CMYUK announced in September that it had become the exclusive UK/Ireland distributor of the Chinese-made JWEI JCUT digital cutting systems, which group commercial director Robin East says he’s “100% confident will transform the digital cutting and finishing leader board” due to the high-end spec minus eye-watering price tag.
Available in three bed sizes - 1600mm x 2500mm, 2100mm x 3100mm, 3200mm x 3000mm - the range kicks off at £64,995 (ex VAT) for the J-CUT Pro-1625 and £89,995 for the 3.2m J-CUT Pro-3230.
The spec includes an automatic feeding conveyor, 1800kW liquid cooled router, Auto Tool Changer (ATC), Universal Cutting Tool (UCT), Kiss Cut Tool (KCT), Electric Oscillating Tool (EOT), Crease Wheel Tool (CWT), V-Cut Tool (VCT), and a modularised cutting head that accommodates up to three sets of tool combinations simultaneously.
All tables are solidly engineered, with the 3.2m wide model fitted with a carbon fibre reinforced gantry.
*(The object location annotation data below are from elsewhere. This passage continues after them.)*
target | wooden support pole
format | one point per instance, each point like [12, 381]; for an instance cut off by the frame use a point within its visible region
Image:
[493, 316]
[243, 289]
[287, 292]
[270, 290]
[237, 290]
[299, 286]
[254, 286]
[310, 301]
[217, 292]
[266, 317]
The cutting tables have a top running speed of 1200mm per second (75m per minute) with a maximum acceleration point of 1G.
The tables are controlled by the OptiScout Vision controller software. Individually configurable import filters ensure optimum preparation of the cut contours during importation. For example, open contours can be closed or optimised, or duplicates removed. Individual macros can be executed automatically before and after the import, to optimally feed data into the subsequent cutting process.
The use of a CCD camera increases the precision of the output that compensates printing inaccuracies. Flexible registration reliably processes even the most problematic of materials that are prone to distortion.
At the heart of ‘Production Process Automation’ is a material database that can be accessed at the job preparation stage.
OptiScout is supported by industry leading Rips, including Agfa Asanti, Aurelon PrintFactory, Cadlink, Caldera, ColorGate, EFI, ErgoSoft PosterPrint/TexPrint, IGEPA MasterRip, ONYX, Pjannto, PosterJet, Prep-it, SAi, and Wasatch.
CMYUK engineers will provide installation, operator and application training. The price also includes free lifetime training on equipment, on-going support and service, and stocks all consumables and spare parts for quick availability.
JWEI was founded in 1993 and, with a R&D team of 50-plus, has become a specialist in digital flatbed cutting systems, with its products installed in over 100 countries and regions around the world. The China-based company is headquartered in the Ningbo National High-Tech Zone, a manufacturing facility that was completed in 2021 representing an investment of more than 1bn Yuan. It has both ISO9001:2000 and CE certification, and holds accolades that include Top 10 Software Enterprise, Top 10 Innovative Enterprise, and National Hi-Tech Enterprise.